The following is one of the entries from my 100 Greatest Asian Films list, which I invite you to visit on this site if you haven’t already done so. — Dennis

Khâneh siyâh ast has become legendary for four reasons: its qualities as a film; its role in defining the spirit of modern Iranian cinema; its being the first film by an Iranian woman; its being the one film by Forough Farrokhzad, perhaps Iran’s greatest woman poet, who died in a road accident, in 1967, at age 32.
     Farrokhzad’s film documents lepers in their quarantined existence on an island. Its images of these individuals, including closeups, make us look squarely at an aspect of reality we might otherwise be inclined to shun. The opening image is of a woman, one of whose eyes is horribly deformed, looking into a mirror as the camera approaches until the reflected image is immense. This gradual movement helps adjust our sight to the “vision of pain.”
     In a sense, Farrokhzad has incorporated our impulse to look away into the film by enjoining her images to a recitation of one of her poems (in addition to more conventional voiceover narration). The poem’s beauty acts as a buffer for the harsh images. But the poem accomplishes more besides. Expressing a yearning for freedom, it gives the lepers a collective voice while also reintegrating their perceived ugliness in the world of beauty that we all share and from which they have been materially removed. Farrokhzad’s use of her poem helps restore these souls to what we can recognize as the human condition.

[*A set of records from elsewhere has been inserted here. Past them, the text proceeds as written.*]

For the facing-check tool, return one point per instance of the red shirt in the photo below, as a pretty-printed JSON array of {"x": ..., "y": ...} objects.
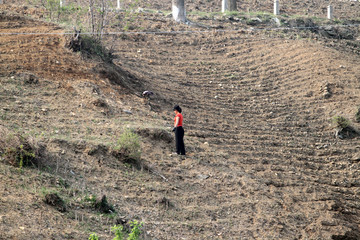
[{"x": 180, "y": 119}]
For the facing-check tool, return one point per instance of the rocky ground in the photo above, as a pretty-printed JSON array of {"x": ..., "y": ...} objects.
[{"x": 264, "y": 160}]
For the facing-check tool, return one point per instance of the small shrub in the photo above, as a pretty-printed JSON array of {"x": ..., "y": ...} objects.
[
  {"x": 133, "y": 235},
  {"x": 128, "y": 147},
  {"x": 93, "y": 236},
  {"x": 104, "y": 206},
  {"x": 53, "y": 199},
  {"x": 93, "y": 47},
  {"x": 341, "y": 122},
  {"x": 119, "y": 232},
  {"x": 135, "y": 230},
  {"x": 19, "y": 151},
  {"x": 357, "y": 115}
]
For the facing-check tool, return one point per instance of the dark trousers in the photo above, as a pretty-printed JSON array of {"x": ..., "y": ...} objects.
[{"x": 179, "y": 137}]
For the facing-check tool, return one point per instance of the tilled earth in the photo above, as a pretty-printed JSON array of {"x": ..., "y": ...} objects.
[
  {"x": 276, "y": 170},
  {"x": 263, "y": 160}
]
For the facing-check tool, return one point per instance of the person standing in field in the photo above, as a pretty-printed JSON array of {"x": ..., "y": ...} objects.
[{"x": 179, "y": 131}]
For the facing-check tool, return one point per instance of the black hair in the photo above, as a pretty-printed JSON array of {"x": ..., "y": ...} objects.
[{"x": 177, "y": 108}]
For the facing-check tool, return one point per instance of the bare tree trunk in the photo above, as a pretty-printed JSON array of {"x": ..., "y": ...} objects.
[
  {"x": 228, "y": 5},
  {"x": 92, "y": 17},
  {"x": 178, "y": 10}
]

     An elastic documentary, The House Is Black pretends no objectivity, nor is everything we see unmediated reality. Like Robert J. Flaherty (Nanook of the North, 1922), Farrokhzad contrives and scripts scenes; her camera extends her sensibility, thoughts and feelings rather than becoming a mechanical recording device. Her film pulsates with humanity. The House Is Black, but Farrokhzad lets a little light in.